Environment variables
| Var | Default | Description |
|---|---|---|
PORT |
3900 |
HTTP port |
SHADE_PREKEY_DB_PATH |
/data/shade-prekeys.db |
SQLite file path |
SHADE_PREKEY_PG_URL |
unset | Postgres connection string. If set, overrides SQLite. |
SHADE_OBSERVER_TOKEN |
unset | Bearer token for the dashboard. Min 16 chars. Unset = observer disabled. |
SHADE_STALE_DAYS |
30 |
Purge identities with no activity in N days |
SHADE_CLEANUP_INTERVAL_HOURS |
24 |
How often the cleanup task runs |
SHADE_LOG_LEVEL |
info |
debug / info / warn / error |
Persistence
The /data volume holds the SQLite database. Back it up by copying the .db file (use SQLite's online backup API or just stop the container briefly).
To switch to Postgres, set SHADE_PREKEY_PG_URL=postgres://user:pass@host/db. Tables will be created automatically with the shade_server_* prefix.
Stale cleanup
Identities that have no activity (no bundle fetches, no replenishments, no registration updates) for more than SHADE_STALE_DAYS days are automatically purged.
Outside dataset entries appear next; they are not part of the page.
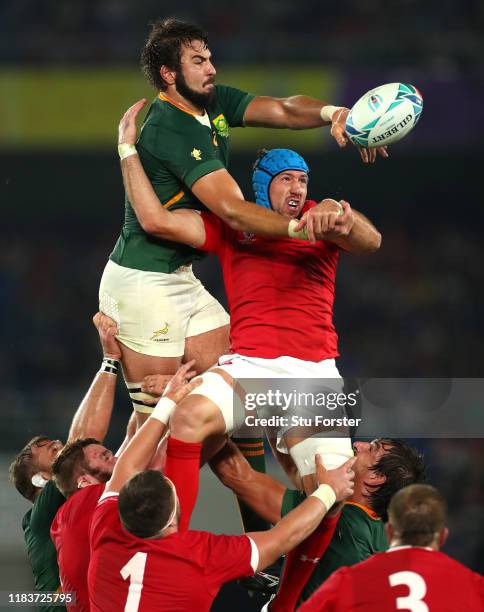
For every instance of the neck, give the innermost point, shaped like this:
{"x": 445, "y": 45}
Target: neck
{"x": 172, "y": 94}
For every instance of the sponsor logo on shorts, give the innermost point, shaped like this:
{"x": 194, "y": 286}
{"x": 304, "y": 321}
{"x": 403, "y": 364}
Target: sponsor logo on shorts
{"x": 160, "y": 332}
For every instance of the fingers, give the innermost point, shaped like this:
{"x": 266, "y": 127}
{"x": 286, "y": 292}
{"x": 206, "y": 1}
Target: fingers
{"x": 301, "y": 223}
{"x": 348, "y": 465}
{"x": 185, "y": 369}
{"x": 339, "y": 134}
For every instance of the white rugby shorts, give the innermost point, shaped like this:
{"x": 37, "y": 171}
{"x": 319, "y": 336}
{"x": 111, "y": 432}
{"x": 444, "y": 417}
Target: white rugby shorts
{"x": 155, "y": 311}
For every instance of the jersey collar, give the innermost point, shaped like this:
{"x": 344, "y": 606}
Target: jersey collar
{"x": 373, "y": 515}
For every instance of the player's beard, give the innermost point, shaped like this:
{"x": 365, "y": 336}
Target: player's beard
{"x": 200, "y": 100}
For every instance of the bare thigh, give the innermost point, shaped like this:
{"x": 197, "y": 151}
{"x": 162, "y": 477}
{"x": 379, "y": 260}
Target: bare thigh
{"x": 136, "y": 366}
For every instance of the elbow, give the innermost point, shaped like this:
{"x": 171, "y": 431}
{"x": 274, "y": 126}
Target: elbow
{"x": 152, "y": 226}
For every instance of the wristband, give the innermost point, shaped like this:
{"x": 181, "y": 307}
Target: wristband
{"x": 163, "y": 410}
{"x": 327, "y": 112}
{"x": 110, "y": 366}
{"x": 126, "y": 150}
{"x": 292, "y": 233}
{"x": 325, "y": 494}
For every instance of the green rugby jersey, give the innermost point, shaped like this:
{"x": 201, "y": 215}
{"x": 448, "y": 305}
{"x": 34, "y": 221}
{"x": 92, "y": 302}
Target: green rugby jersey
{"x": 177, "y": 147}
{"x": 40, "y": 548}
{"x": 359, "y": 534}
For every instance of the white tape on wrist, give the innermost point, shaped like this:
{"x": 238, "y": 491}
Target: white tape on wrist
{"x": 163, "y": 410}
{"x": 328, "y": 111}
{"x": 126, "y": 150}
{"x": 292, "y": 233}
{"x": 325, "y": 494}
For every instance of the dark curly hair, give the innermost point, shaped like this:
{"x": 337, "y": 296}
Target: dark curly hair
{"x": 401, "y": 465}
{"x": 164, "y": 45}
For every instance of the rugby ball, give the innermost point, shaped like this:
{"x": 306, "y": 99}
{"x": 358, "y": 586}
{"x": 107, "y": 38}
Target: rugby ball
{"x": 384, "y": 115}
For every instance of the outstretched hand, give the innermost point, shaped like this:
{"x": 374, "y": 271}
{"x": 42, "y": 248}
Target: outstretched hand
{"x": 338, "y": 132}
{"x": 127, "y": 131}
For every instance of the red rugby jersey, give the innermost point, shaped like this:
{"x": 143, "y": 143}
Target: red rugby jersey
{"x": 70, "y": 534}
{"x": 280, "y": 292}
{"x": 404, "y": 578}
{"x": 183, "y": 571}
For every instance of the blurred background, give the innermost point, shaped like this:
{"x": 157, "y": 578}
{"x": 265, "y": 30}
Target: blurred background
{"x": 67, "y": 73}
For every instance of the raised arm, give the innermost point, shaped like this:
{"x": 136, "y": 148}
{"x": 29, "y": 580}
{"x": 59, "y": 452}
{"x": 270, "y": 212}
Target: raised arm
{"x": 217, "y": 190}
{"x": 93, "y": 415}
{"x": 301, "y": 113}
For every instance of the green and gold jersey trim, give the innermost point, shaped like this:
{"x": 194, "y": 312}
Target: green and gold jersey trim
{"x": 179, "y": 105}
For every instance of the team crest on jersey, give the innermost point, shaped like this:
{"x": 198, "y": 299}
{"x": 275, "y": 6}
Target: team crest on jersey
{"x": 160, "y": 332}
{"x": 221, "y": 126}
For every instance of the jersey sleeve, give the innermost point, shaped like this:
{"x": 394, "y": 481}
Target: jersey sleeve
{"x": 188, "y": 155}
{"x": 234, "y": 103}
{"x": 214, "y": 233}
{"x": 46, "y": 506}
{"x": 228, "y": 558}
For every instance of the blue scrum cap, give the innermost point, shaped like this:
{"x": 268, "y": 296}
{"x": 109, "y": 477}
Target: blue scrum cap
{"x": 268, "y": 166}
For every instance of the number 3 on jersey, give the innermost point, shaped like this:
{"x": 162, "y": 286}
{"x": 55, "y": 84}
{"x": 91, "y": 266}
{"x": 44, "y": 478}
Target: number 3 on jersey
{"x": 417, "y": 590}
{"x": 135, "y": 570}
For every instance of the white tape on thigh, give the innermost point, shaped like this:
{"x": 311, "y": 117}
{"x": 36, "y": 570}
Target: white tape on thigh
{"x": 218, "y": 391}
{"x": 334, "y": 452}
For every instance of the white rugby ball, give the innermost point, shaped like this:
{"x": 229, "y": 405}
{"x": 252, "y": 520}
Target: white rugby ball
{"x": 384, "y": 115}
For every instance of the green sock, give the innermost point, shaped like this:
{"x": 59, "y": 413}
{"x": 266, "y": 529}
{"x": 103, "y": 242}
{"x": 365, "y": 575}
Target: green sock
{"x": 253, "y": 451}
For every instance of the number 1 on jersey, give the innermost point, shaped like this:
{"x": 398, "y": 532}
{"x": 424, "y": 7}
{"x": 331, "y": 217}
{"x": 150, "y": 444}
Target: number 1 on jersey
{"x": 135, "y": 570}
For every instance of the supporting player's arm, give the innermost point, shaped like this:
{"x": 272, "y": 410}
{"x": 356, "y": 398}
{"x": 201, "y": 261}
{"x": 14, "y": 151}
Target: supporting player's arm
{"x": 93, "y": 415}
{"x": 217, "y": 190}
{"x": 339, "y": 223}
{"x": 296, "y": 526}
{"x": 141, "y": 449}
This keeps the database bounded even if users never unregister cleanly.
Using from your project
Any language can speak to a Shade container — it's just HTTP. See openapi.yaml for the full contract.
TypeScript / Bun:
import { createShade } from '@shade/sdk';
const shade = await createShade({ prekeyServer: 'http://my-project-shade:3900' });
Python / Go / Rust: generate a client from the OpenAPI spec with openapi-generator, or implement the wire protocol directly (8 endpoints, Ed25519 signatures documented in the spec).
Android: use the shade-android Kotlin module. Same wire protocol, verified by cross-platform test vectors.
Building locally
bun run build:docker # build shade-prekey:dev
bun run build:docker -- --tag v1.0.0 # custom tag
GITEA_TOKEN=... bun run publish:docker # build + push to registry
CI publishing
Tag a release and CI publishes automatically:
git tag v1.0.0
git push --tags
.gitea/workflows/docker.yml runs tests, builds the image, and pushes both v1.0.0 and latest tags to gt.zyon.no/stian/shade-prekey.